In the Transactional Supply Chain, let’s assume we have a Transactional Bus that manages transactions for purposes of placing an order, invoicing, updating inventory, shipping and messaging to the buyer.  The buyer may participate in social commerce where he or she brags about buying an item by sending a message (transaction) to others they know. If these others like it, they go and buy it, and we start the transactional bus moving down the transactional supply chain over and over again.  The information about these buyers can be aggregated in real time and sent to a big data analytics engine, a data warehouse, for example, so that analysis will help to understand both individual customers as well as demographic groups, creating more business.  Then once again a new buyer engages, which at some point triggers an ACID commerce transaction to confirm the order and payment, updates inventory, invoicing, shipping information, and tracks this transaction until confirmation of delivery.

The notion that one type of transaction can handle all of this has changed to what type of transaction is best used for in-memory grids and cloud architectures.  That said, whether it starts or ends with an ACID transaction, ACID transactions are an essential part of the transactional supply chain. Without this ACID transaction option we would be writing brittle transaction management code to maintain and monitor—very time consuming and very costly.

Well, if there were an out-of-the-box solution for distributed ACID transactions that could deliver high scalability and exception performance, much of the bally ho above would be unnecessary.  This would be a technology solution that business managers and developers obviously have a crying need for.  So for distributed transactions, if you could do them in a highly scalable way, with consistent performance for commit time, and quickly (e.g., milliseconds) in a scale out/grid environment, whether in-house or in a private, public or hybrid cloud… would this seem a much more reasonable choice?

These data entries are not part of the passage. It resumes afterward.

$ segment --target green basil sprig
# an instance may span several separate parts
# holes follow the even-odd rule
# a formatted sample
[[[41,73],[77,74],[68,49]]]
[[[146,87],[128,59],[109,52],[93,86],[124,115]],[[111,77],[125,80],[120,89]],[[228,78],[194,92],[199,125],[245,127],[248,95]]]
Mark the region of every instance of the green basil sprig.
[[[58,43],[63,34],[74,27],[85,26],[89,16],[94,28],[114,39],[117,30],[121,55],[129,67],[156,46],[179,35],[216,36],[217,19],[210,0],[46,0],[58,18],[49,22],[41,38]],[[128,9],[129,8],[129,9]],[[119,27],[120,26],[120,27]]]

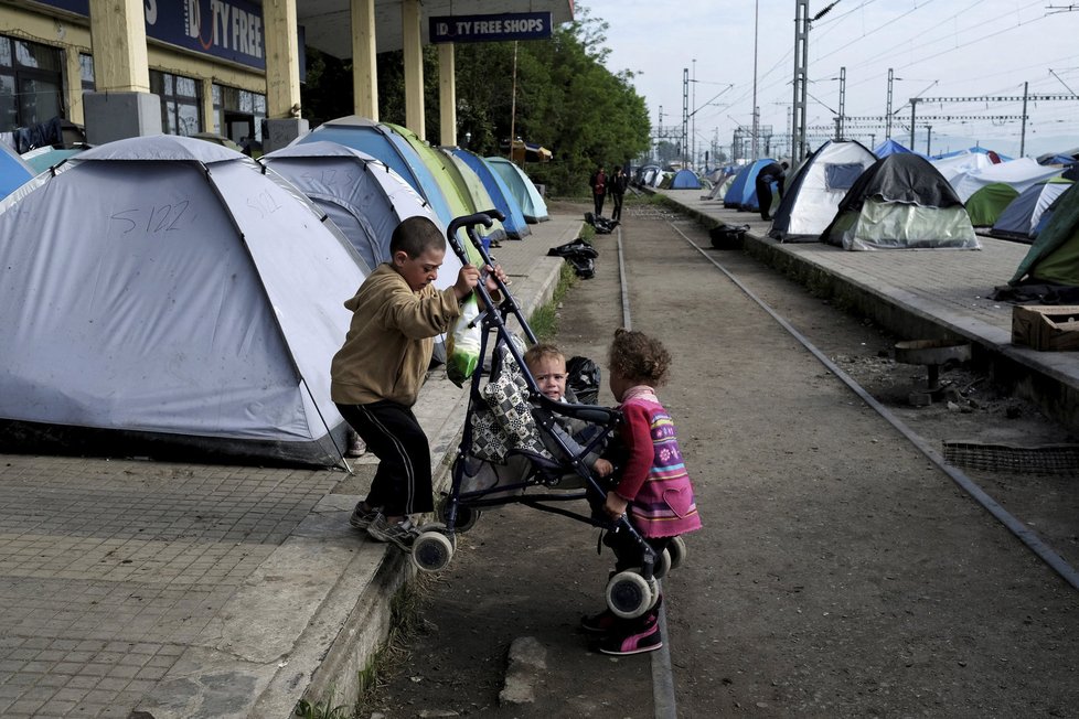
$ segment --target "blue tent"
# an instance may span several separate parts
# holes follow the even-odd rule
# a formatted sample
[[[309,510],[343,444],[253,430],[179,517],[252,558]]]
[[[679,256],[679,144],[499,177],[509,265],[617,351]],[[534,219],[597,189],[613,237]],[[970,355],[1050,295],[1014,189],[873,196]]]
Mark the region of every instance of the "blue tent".
[[[505,182],[505,186],[516,198],[517,204],[521,205],[521,213],[524,215],[525,222],[535,225],[551,219],[547,215],[547,203],[543,201],[536,185],[524,173],[524,170],[505,158],[490,157],[484,159],[491,169],[499,173],[499,176]]]
[[[453,221],[453,212],[438,180],[407,140],[391,128],[365,117],[350,115],[323,122],[292,144],[319,141],[336,142],[382,160],[430,204],[445,226],[449,227]]]
[[[671,179],[671,190],[699,190],[701,180],[693,172],[693,170],[687,170],[682,168],[674,173],[674,178]]]
[[[469,152],[461,148],[453,148],[453,154],[460,158],[464,164],[472,169],[472,172],[480,176],[480,181],[483,182],[488,194],[494,201],[495,208],[505,215],[505,219],[502,221],[502,226],[505,227],[505,234],[515,239],[531,235],[532,228],[525,222],[524,213],[521,212],[521,205],[513,196],[513,192],[509,185],[502,180],[502,175],[495,172],[488,164],[487,160],[474,152]]]
[[[896,154],[897,152],[914,152],[914,150],[908,150],[891,138],[888,138],[877,147],[873,148],[873,154],[877,155],[878,158],[886,158],[889,154]],[[918,153],[916,152],[915,154]]]
[[[759,211],[760,207],[757,204],[757,173],[765,165],[771,164],[774,161],[772,158],[761,158],[750,164],[744,165],[738,171],[738,174],[735,175],[735,181],[730,183],[730,187],[727,189],[727,194],[723,196],[723,206],[748,210],[749,212]]]
[[[19,157],[14,148],[6,142],[0,142],[0,147],[3,148],[0,152],[0,197],[7,197],[36,173]]]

So the world of transactions is NOT about one single transaction type. It is about what kind of transaction serves the best purpose for the business intent such as socializing, commerce, ordering, etc.  It is about a Transactional Supply Chain where a single database or data source is no longer enough!! Frankly, it is one of the biggest bottlenecks. The choking point for the web and worse for the grid, and even worse for the cloud is the database. Hence having a Transactional Bus to manage the transaction supply chain and the in-transit data movement to any and all data sources located around the world is essential.  Much like an application server layer there needs to be a data server layer.  A transactional bus independent of databases with transaction management and monitoring unbundled for flexibility, performance and scale to meet business needs seems so logical. Then why has someone not done it? Well, as you know, it is a very complex problem and some want to waddle in the “it can’t be done” camp.  Well, it can be done.

As we move to in-memory data grids and cloud architectures, the need for a Transactional Supply Chain will become a requirement and reality.  It will be a critically important business asset. Businesses will have much more flexibility to change and grow, the limits on transaction management will be lifted, and the transactional supply chain will include the full business life cycle of the transaction including such aspects as distributed ACID transactions uniting in-memory and disk for persistence, active to active transactional duplication, workflow management, aggregation for business intelligence, data policy management, active-state transaction tracking for alerts, customer tracking, and more.  These topics and more will be covered in future blogs.

It is an exciting time, and it all starts with the wonderful new way for businesses to be nimble transacting their business free of technology silos, free of limitations on transactions, and free to build your business with no limits!